【Emile Zola】Le Ventre de Paris III (15)
Monsieur Lebigre tenait un fort bel établissement, d’un luxe tout
moderne. Placé à l’encoignure droite de la rue Pirouette, sur la rue
Rambuteau, flanqué de quatre petits pins de Norvège dans des caisses
peintes en vert, il faisait un digne pendant à la grande charcuterie des QuenuGradelle.
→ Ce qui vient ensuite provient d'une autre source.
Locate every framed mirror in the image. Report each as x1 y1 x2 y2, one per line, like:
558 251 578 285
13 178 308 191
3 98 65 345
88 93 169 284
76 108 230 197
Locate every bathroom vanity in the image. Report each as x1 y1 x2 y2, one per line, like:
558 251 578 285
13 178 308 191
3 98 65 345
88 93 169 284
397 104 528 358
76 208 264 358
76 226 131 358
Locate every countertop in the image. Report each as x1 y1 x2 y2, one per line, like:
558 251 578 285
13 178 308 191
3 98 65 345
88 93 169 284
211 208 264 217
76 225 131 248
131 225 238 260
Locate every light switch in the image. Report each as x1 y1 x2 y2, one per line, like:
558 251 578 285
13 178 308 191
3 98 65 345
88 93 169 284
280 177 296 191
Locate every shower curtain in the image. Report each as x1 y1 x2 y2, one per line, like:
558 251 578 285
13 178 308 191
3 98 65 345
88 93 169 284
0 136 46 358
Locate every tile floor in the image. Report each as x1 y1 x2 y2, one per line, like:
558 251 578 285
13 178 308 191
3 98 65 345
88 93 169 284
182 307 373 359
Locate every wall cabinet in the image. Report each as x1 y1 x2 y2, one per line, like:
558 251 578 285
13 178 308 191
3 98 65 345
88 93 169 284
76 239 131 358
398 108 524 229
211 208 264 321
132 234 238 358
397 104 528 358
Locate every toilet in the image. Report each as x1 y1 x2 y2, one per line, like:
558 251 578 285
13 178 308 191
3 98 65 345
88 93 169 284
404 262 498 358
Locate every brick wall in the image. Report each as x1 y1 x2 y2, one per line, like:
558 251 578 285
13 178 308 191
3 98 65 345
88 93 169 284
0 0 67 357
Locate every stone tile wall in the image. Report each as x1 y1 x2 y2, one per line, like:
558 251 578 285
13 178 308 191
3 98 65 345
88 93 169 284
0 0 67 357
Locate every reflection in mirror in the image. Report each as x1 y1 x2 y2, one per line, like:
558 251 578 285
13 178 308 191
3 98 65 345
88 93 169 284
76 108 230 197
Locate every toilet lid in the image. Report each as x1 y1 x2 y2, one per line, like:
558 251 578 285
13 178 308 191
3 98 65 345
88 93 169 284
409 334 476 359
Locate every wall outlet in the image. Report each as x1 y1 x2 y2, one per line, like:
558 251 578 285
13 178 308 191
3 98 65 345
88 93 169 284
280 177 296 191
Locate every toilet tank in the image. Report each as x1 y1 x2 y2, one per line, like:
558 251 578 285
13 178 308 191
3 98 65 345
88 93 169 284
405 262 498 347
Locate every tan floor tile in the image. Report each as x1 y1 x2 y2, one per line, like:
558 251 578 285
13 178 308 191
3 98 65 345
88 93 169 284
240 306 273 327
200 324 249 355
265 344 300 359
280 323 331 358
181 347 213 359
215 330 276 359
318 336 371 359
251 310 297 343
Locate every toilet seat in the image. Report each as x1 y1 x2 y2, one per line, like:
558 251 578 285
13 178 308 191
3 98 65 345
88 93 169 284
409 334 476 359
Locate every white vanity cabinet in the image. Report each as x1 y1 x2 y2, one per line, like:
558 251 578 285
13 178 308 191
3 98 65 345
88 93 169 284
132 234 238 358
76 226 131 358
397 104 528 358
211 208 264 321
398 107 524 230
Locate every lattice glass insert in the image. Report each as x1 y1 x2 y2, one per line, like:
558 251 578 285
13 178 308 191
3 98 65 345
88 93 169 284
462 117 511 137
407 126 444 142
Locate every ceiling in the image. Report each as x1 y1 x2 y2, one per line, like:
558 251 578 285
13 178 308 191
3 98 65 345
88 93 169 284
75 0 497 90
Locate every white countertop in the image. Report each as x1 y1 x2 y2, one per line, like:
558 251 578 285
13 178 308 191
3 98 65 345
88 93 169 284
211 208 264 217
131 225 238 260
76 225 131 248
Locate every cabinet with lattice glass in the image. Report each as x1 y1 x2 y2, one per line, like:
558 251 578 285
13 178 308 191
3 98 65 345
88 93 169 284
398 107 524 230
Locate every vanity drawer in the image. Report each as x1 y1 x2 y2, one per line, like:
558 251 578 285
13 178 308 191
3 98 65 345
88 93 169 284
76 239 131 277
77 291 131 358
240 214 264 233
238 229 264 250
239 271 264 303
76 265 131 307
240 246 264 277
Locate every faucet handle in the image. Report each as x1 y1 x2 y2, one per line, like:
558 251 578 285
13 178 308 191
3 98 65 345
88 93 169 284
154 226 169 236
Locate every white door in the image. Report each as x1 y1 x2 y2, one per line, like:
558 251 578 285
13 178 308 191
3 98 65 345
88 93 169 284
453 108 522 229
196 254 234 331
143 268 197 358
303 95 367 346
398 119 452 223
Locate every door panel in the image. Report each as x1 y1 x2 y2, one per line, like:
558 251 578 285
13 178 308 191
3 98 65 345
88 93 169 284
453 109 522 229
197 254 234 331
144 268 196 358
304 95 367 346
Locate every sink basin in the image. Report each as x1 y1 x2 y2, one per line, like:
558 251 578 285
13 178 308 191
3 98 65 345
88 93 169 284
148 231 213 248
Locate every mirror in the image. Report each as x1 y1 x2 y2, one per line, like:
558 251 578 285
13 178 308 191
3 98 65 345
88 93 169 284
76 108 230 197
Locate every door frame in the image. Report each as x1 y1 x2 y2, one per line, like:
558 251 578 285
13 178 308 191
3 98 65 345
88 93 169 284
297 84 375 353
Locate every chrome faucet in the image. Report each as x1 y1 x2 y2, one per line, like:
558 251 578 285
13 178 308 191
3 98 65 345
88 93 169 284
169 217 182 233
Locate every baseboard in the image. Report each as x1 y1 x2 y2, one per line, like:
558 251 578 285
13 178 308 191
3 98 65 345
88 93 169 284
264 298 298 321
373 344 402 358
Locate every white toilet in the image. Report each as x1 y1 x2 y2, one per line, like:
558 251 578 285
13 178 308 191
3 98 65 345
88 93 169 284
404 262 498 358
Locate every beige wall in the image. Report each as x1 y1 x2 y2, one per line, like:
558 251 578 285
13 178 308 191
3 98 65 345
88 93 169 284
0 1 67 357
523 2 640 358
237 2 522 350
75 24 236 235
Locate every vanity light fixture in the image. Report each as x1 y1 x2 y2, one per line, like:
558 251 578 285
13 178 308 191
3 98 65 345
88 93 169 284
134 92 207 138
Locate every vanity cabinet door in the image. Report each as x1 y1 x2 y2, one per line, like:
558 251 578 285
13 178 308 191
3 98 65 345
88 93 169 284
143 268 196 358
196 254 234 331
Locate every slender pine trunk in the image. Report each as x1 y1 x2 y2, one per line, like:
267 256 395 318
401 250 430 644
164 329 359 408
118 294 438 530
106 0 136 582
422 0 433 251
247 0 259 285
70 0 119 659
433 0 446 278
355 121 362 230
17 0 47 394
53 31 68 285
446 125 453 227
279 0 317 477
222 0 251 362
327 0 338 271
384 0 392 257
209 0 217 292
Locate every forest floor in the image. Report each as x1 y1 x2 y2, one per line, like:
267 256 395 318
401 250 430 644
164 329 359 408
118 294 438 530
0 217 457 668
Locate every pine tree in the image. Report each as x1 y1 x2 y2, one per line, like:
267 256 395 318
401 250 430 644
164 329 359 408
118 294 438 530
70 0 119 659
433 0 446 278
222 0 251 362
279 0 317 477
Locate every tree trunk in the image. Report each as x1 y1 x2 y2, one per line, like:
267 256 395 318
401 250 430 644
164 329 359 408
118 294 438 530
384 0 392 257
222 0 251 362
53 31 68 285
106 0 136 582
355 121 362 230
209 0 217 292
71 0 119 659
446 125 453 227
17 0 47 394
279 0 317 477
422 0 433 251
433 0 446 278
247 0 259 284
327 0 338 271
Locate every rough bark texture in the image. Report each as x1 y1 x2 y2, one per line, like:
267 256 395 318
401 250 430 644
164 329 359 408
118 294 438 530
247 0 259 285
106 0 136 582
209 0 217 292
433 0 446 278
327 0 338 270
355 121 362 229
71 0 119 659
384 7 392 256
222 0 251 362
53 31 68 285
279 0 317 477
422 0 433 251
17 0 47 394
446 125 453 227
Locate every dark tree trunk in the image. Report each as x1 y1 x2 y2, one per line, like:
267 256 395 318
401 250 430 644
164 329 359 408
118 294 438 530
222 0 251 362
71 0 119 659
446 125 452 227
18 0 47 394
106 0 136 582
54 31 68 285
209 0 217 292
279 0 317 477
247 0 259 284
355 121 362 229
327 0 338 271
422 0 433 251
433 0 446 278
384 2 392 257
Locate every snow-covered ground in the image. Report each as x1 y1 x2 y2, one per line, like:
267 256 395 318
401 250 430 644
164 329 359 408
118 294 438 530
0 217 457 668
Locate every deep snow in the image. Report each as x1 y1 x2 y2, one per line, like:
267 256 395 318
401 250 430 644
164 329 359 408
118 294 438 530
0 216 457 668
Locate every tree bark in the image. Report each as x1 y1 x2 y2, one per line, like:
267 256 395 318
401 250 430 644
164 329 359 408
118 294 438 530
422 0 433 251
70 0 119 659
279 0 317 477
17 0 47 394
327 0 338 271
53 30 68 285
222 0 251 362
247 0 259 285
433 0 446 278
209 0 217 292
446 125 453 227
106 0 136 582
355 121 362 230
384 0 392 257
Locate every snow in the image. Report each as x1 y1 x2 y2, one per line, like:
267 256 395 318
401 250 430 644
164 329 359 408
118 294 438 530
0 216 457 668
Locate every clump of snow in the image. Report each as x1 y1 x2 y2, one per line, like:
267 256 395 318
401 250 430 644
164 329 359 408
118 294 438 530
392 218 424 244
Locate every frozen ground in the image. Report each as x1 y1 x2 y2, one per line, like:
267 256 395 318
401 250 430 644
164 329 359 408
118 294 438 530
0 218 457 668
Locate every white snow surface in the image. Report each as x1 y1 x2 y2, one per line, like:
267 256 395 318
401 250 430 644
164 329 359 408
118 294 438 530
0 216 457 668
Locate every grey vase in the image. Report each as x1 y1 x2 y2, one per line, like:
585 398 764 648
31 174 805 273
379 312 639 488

Les glaces claires laissaient voir la salle, ornée de guirlandes de
feuillages, de pampres et de grappes, sur un fond vert tendre. Le dallage était
blanc et noir, à grands carreaux. Au fond, le trou béant de la cave s’ouvrait
sous l’escalier tournant, à draperie rouge, qui menait au billard du premier
étage. Mais le comptoir surtout, à droite, était très riche, avec son large reflet
d’argent poli. Le zinc retombant sur le soubassement de marbre blanc et
rouge, en une haute bordure gondolée, l’entourait d’une moire, d’une nappe de
métal, comme un maître-autel chargé de ses broderies. À l’un des bouts,
les théières de porcelaine pour le vin chaud et le punch, cerclées de cuivre,
dormaient sur le fourneau à gaz ; à l’autre bout, une fontaine de marbre, très
élevée, très sculptée, laissait tomber perpétuellement dans une cuvette un fil
d’eau si continu, qu’il semblait immobile ; et, au milieu, au centre des trois
pentes du zinc, creusait un bassin à rafraîchir et à rincer, où des litres entamés
alignaient leurs cols verdâtres. Puis, l’armée des verres, rangée par bandes,
occupait les deux côtés : les petits verres pour l’eau-de-vie, les gobelets épais
pour les canons, les coupes pour les fruits, les verres à absinthe, les choppes,
les grands verres à pied, tous renversés, le cul en l’air, reflétant dans leur
pâleur les luisants du comptoir. Il y avait encore, à gauche, une urne de
melchior montée sur un pied qui servait de tronc ; tandis que, à droite, une
urne semblable se hérissait d’un éventail de petites cuillers.